Whenever I meet a student for the first time I ask them a few questions:
Why do you want to learn to play the guitar?
What’s your favourite type of music?
Who would be your favorite artists/bands?
Do you wish to be a musician or do you just want to learn how to play songs?
The previous question constantly baffles them.
The solution is”Yes, there is a massive gap… to me anyway.”
If a student just wants to learn how to play songs then I find the songs they enjoy, work it out in various keys and then teach them the chords and anything else that they need to play the song exactly the way they hear it. This method is quite productive in them learning to play the tunes they love and in building a repertoire very fast. In a year some of my students have learnt between 30 and 50 songs.
I find that the students who prefer this method want quick results and don’t mind not knowing any music theory. Their goal is to simply play tunes and have fun.
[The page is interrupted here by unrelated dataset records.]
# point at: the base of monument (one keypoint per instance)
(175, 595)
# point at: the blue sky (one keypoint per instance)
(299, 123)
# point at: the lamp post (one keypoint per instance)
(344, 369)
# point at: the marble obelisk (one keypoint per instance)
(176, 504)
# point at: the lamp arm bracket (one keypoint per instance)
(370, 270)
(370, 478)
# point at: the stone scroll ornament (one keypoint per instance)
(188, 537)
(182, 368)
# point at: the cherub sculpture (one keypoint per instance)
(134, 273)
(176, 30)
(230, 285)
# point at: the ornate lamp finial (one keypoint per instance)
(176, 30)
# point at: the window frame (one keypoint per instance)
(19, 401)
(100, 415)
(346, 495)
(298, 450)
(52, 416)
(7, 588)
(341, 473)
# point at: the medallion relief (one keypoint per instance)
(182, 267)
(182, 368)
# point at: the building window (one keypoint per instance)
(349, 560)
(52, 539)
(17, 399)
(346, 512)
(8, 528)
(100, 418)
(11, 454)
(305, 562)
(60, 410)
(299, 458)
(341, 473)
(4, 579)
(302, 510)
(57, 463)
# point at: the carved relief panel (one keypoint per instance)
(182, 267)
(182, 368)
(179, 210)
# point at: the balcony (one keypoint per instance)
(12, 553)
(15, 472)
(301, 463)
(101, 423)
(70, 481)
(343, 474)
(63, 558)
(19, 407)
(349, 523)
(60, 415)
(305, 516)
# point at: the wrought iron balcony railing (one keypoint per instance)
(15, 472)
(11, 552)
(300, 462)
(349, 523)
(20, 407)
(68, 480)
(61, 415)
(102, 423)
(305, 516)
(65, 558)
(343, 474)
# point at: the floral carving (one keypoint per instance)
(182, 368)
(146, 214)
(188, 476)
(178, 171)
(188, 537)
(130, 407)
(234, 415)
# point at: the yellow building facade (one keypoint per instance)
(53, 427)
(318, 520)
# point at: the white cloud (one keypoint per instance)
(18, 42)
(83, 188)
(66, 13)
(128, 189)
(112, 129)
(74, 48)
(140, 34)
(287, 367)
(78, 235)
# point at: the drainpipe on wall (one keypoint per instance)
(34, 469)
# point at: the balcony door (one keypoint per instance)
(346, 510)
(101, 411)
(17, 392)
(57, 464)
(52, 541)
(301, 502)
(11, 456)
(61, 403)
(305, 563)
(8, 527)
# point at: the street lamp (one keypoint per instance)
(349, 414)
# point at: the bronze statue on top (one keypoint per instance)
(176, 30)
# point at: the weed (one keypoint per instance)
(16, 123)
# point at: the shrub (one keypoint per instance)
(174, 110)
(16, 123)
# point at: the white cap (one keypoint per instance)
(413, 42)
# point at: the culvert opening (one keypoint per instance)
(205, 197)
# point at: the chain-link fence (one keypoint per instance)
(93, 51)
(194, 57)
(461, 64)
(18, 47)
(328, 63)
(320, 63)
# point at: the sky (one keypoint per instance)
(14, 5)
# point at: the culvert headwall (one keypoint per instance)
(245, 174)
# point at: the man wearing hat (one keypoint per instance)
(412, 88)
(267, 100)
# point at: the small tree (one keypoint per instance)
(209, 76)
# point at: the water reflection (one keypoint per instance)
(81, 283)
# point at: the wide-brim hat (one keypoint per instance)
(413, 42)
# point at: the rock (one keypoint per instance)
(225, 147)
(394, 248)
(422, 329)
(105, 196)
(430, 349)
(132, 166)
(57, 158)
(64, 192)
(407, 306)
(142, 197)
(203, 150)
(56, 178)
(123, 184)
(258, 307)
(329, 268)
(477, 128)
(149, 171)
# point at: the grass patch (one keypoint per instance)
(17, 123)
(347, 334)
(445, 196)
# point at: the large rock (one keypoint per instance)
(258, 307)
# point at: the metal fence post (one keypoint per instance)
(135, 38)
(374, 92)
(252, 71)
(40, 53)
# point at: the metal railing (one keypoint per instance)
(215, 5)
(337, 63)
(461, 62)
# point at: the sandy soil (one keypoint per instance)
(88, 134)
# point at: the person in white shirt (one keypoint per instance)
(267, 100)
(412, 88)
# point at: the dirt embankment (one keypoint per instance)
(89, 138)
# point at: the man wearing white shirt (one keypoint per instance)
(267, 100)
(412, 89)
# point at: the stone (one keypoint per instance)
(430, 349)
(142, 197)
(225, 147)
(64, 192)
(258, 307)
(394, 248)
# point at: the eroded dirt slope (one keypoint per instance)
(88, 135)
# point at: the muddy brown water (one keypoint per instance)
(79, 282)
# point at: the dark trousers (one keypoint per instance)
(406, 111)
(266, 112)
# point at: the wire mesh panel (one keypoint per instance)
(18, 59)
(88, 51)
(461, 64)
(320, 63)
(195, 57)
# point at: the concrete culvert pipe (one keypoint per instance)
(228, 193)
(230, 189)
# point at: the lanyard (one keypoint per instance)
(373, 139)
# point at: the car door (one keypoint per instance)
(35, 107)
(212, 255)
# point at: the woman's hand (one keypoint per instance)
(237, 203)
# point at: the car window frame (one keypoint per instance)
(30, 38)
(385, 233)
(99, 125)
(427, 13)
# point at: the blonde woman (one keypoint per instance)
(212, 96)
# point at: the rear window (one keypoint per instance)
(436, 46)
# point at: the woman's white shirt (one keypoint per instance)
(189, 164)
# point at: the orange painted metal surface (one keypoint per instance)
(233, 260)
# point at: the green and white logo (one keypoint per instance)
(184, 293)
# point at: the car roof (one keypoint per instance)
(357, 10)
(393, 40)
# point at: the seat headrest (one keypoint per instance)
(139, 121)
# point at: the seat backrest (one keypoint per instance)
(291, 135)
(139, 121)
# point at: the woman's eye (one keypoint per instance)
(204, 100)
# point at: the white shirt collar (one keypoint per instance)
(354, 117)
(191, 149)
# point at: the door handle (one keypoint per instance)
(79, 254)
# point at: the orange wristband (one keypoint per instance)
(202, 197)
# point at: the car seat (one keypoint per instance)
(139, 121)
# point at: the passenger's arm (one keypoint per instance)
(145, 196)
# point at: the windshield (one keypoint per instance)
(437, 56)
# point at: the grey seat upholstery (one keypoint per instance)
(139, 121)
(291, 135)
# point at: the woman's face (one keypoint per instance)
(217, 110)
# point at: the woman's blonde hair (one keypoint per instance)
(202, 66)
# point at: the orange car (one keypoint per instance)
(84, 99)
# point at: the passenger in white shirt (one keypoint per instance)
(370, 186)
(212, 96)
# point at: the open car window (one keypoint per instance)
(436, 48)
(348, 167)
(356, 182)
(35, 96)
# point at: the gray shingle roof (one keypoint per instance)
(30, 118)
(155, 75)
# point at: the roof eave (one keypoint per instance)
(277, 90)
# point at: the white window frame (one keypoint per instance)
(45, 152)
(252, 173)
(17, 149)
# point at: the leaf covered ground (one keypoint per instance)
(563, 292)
I, too, have a good deal of fun teaching them. One of the reasons I like this process is that I don’t need to enter heavy music theory details.
For those who need to be serious musicians my approach is different. We build up a repertoire of songs slowly, but they know each and every detail about music – reading, theory, scales, chords, arpeggios, improvisation and so forth.
This procedure is highly involved and teaches the student how to think like a musician, the way to listen as a musician and how to do as a musician. By the end of the courses the student can walk into any test and pass with flying colors, they will have the ability to pick up any piece of music, read it and play it.
It is about knowing how chords work in conjunction with scales, it is about knowing how to use scales, chords and arpeggios to improvise and create new melodies and harmonies; it is about understanding what a chord is by just listening to it.
I absolutely love this method.
So, in my estimation, there is a massive difference between just learning to play tunes and becoming a musician. One is not better than the other. The end goal is merely different. Which one would you choose?